Now the clock ticks every second.

## Using State Correctly

There are three things you should know about `setState()`.

### Do Not Modify State Directly

For example, this will not re-render a component:

```js
// Wrong
this.state.comment = 'Hello';
```

Instead, use `setState()`:

```js
// Correct
this.setState({comment: 'Hello'});
```

### State Updates May Be Asynchronous

React may batch multiple `setState()` calls into a single update for performance.

Because `this.props` and `this.state` may be updated asynchronously, you should not rely on their values for calculating the next state.

For example, this code may fail to update the counter:

```js
// Wrong
this.setState({
  counter: this.state.counter + this.props.increment,
});
```

To fix it, use a second form of `setState()` that accepts a function rather than an object.
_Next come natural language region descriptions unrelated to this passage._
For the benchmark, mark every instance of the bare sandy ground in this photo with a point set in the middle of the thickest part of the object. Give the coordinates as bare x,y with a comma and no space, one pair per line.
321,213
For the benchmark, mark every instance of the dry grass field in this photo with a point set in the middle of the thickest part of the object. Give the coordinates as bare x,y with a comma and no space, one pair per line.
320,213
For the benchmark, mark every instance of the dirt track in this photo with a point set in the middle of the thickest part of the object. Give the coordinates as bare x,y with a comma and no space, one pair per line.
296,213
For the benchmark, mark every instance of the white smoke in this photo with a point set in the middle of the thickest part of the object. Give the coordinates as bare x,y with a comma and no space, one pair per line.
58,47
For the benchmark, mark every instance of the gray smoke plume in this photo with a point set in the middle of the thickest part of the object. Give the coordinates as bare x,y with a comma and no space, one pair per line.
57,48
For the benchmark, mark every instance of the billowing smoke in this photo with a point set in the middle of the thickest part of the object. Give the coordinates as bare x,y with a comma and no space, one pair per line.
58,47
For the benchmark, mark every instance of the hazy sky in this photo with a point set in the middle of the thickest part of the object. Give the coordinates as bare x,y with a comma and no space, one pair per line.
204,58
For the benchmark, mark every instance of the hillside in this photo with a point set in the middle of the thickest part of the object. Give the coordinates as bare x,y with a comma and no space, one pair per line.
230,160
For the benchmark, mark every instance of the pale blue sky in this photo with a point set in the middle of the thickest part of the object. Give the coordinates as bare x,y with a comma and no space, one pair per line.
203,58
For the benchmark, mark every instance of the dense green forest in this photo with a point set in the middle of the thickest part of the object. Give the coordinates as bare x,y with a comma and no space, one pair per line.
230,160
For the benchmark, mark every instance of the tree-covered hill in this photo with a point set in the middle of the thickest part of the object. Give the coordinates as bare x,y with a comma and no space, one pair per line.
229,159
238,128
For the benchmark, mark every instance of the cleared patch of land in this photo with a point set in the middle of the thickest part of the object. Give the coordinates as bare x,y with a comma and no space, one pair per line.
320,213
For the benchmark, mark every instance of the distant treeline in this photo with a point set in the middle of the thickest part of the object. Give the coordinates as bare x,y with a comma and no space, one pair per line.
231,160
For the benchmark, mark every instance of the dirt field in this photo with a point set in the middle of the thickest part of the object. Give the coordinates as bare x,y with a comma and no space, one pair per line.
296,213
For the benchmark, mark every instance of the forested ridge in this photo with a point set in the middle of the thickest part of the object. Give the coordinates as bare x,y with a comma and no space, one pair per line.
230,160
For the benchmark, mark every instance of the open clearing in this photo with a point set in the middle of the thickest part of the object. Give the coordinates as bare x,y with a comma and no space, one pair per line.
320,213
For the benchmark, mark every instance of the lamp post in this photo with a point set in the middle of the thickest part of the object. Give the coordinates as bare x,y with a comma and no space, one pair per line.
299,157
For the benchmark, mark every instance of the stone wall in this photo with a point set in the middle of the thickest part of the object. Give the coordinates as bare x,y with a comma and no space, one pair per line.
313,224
That function will receive the previous state as the first argument, and the props at the time the update is applied as the second argument:

```js
// Correct
this.setState((prevState, props) => ({
  counter: prevState.counter + props.increment
}));
```

We used an [arrow function](https://developer.mozilla.org/en/docs/Web/JavaScript/Reference/Functions/Arrow_functions) above, but it also works with regular functions:

```js
// Correct
this.setState(function(prevState, props) {
  return {
    counter: prevState.counter + props.increment
  };
});
```

### State Updates are Merged

When you call `setState()`, React merges the object you provide into the current state.
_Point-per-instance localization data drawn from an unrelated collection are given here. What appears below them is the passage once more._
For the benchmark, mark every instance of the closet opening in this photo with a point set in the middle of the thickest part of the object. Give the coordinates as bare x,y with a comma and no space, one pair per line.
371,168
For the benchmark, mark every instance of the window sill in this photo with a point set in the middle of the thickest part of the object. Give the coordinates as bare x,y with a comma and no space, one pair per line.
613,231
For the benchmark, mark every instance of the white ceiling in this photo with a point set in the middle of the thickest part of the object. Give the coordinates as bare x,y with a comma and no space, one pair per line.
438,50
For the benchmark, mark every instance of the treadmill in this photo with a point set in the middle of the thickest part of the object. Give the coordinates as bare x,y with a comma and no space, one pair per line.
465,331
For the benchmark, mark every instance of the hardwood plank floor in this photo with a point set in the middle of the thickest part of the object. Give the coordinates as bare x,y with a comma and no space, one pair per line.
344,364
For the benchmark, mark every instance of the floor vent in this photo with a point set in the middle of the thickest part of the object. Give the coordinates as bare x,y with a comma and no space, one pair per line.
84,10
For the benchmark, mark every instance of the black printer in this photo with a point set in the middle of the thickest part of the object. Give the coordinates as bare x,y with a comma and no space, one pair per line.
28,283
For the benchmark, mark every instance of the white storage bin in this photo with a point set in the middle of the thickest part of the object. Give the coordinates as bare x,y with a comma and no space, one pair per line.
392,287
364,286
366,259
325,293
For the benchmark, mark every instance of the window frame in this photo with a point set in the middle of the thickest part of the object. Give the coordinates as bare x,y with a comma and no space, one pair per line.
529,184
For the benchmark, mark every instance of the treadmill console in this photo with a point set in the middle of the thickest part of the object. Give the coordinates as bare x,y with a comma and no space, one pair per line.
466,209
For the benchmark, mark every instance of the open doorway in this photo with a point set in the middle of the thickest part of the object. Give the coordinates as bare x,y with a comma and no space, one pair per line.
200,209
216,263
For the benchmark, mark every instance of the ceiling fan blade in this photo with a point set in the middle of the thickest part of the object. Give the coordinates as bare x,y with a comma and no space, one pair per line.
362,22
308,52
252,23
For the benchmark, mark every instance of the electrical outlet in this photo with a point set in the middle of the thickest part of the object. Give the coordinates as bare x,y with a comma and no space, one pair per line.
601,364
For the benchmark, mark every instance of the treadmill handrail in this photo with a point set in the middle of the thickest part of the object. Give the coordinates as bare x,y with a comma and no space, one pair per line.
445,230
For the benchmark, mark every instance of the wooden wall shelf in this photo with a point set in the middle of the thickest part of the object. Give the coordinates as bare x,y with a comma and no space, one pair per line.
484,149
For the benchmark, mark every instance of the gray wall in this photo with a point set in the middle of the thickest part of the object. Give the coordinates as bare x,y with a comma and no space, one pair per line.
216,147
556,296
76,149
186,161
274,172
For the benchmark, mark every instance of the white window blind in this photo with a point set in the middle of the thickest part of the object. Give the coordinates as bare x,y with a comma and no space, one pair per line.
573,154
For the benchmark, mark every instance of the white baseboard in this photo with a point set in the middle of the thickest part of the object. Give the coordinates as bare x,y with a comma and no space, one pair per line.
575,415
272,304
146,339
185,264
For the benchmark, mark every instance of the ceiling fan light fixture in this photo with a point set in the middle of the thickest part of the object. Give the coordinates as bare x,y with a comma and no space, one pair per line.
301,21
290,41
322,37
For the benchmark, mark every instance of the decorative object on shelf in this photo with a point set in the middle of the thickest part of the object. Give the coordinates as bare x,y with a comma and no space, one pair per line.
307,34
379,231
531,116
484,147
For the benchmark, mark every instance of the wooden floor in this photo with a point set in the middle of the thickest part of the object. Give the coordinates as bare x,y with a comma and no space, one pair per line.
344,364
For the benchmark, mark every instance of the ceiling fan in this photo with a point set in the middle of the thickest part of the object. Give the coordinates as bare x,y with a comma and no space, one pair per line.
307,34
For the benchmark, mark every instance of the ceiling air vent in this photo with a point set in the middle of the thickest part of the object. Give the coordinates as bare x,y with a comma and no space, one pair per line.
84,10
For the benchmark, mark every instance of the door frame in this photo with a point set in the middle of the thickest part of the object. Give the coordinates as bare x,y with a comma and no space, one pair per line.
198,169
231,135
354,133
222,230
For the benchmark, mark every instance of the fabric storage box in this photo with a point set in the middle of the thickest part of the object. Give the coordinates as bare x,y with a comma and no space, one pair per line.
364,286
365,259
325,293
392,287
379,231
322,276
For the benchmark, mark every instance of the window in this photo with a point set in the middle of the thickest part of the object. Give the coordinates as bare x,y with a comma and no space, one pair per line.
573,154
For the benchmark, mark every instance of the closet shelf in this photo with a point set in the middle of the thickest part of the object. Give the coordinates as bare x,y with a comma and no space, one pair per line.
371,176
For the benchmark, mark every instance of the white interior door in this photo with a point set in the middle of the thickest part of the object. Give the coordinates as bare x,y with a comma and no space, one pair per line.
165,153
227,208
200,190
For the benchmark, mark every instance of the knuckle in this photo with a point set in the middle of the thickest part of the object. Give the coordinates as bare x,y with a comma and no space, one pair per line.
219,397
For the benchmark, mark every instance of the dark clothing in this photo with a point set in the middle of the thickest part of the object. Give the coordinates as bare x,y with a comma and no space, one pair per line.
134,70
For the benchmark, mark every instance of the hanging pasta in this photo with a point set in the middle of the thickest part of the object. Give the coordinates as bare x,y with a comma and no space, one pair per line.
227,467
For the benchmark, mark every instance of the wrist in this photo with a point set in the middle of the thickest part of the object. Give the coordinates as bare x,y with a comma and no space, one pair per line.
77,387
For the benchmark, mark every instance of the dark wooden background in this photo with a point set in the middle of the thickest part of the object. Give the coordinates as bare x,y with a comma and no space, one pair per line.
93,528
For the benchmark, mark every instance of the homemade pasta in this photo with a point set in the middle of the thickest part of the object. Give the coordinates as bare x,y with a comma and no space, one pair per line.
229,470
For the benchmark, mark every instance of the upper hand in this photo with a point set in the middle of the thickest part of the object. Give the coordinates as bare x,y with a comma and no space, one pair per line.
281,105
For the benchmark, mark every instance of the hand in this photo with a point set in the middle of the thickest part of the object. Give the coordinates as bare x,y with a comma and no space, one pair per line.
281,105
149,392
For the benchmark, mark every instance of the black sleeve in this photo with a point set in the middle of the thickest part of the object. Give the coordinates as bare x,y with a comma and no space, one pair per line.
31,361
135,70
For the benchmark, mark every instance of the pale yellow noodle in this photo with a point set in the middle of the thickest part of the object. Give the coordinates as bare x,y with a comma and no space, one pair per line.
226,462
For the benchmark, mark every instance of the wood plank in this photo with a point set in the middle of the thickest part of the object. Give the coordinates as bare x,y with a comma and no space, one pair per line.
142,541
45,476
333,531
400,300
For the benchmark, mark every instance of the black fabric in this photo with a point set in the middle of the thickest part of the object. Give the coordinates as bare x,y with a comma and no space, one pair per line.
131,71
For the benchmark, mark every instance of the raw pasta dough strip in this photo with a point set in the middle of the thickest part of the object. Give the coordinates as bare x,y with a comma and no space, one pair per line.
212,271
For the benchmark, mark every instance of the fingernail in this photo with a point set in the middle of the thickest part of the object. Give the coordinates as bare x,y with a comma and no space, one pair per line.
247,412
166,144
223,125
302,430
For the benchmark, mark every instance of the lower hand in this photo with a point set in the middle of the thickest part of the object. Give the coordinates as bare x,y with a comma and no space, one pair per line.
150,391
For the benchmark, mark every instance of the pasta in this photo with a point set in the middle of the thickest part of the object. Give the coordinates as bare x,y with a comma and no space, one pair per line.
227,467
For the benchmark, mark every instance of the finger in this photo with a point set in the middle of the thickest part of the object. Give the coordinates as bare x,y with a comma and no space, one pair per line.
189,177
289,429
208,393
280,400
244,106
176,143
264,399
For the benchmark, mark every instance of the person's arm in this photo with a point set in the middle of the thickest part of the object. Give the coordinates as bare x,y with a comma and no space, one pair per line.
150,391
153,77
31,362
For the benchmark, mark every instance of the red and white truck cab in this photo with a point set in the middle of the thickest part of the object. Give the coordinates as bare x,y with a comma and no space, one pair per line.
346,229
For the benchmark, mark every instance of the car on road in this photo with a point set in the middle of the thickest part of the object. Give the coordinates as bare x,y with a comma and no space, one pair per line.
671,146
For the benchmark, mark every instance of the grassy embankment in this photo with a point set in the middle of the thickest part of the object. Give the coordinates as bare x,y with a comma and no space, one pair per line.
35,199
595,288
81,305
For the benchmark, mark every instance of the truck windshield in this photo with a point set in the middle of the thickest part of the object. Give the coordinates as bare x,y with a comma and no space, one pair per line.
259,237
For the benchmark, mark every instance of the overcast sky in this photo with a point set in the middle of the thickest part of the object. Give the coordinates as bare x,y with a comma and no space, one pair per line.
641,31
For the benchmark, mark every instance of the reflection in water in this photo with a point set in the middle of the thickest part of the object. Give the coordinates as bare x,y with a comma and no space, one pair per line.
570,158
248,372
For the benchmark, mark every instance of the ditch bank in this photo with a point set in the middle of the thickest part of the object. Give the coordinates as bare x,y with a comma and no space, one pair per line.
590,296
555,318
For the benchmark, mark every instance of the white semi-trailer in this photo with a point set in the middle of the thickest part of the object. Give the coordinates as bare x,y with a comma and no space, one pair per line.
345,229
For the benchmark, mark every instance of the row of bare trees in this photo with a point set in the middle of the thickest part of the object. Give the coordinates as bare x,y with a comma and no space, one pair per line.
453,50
For example, your state may contain several independent variables:

```js{4,5}
  constructor(props) {
    super(props);
    this.state = {
      posts: [],
      comments: []
    };
  }
```

Then you can update them independently with separate `setState()` calls:

```js{4,10}
  componentDidMount() {
    fetchPosts().then(response => {
      this.setState({
        posts: response.posts
      });
    });

    fetchComments().then(response => {
      this.setState({
        comments: response.comments
      });
    });
  }
```

The merging is shallow, so `this.setState({comments})` leaves `this.state.posts` intact, but completely replaces `this.state.comments`.

## The Data Flows Down

Neither parent nor child components can know if a certain component is stateful or stateless, and they shouldn't care whether it is defined as a function or a class.

This is why state is often called local or encapsulated. It is not accessible to any component other than the one that owns and sets it.

A component may choose to pass its state down as props to its child components:

```js
<h2>It is {this.state.date.toLocaleTimeString()}.</h2>
```

This also works for user-defined components:

```js
<FormattedDate date={this.state.date} />
```

The `FormattedDate` component would receive the `date` in its props and wouldn't know whether it came from the `Clock`'s state, the props, or was typed by hand:

```js
function FormattedDate(props) {
  return <h2>It is {props.date.toLocaleTimeString()}.</h2>;
}
```

[Try it on CodePen.](http://codepen.io/gaearon/pen/zKRqNB?editors=0010)

This is commonly called a "top-down" or "unidirectional" data flow. Any state is always owned by some specific component, and any data or UI derived from that state can only affect components "below" them in the tree.

If you imagine a component tree as a waterfall of props, each component's state is like an additional water source that joins it at an arbitrary point but also flows down.

To show that all components are truly isolated, we can create an `App` component that renders three `<Clock>`s:

```js{4-6}
function App() {
  return (
    <div>
      <Clock />
      <Clock />
      <Clock />
    </div>
  );
}

ReactDOM.render(
  <App />,
  document.getElementById('root')
);
```

[Try it on CodePen.](http://codepen.io/gaearon/pen/vXdGmd?editors=0010)

Each `Clock` sets up its own timer and updates independently.

In React apps, whether a component is stateful or stateless is considered an implementation detail of the component that may change over time. You can use stateless components inside stateful components, and vice versa.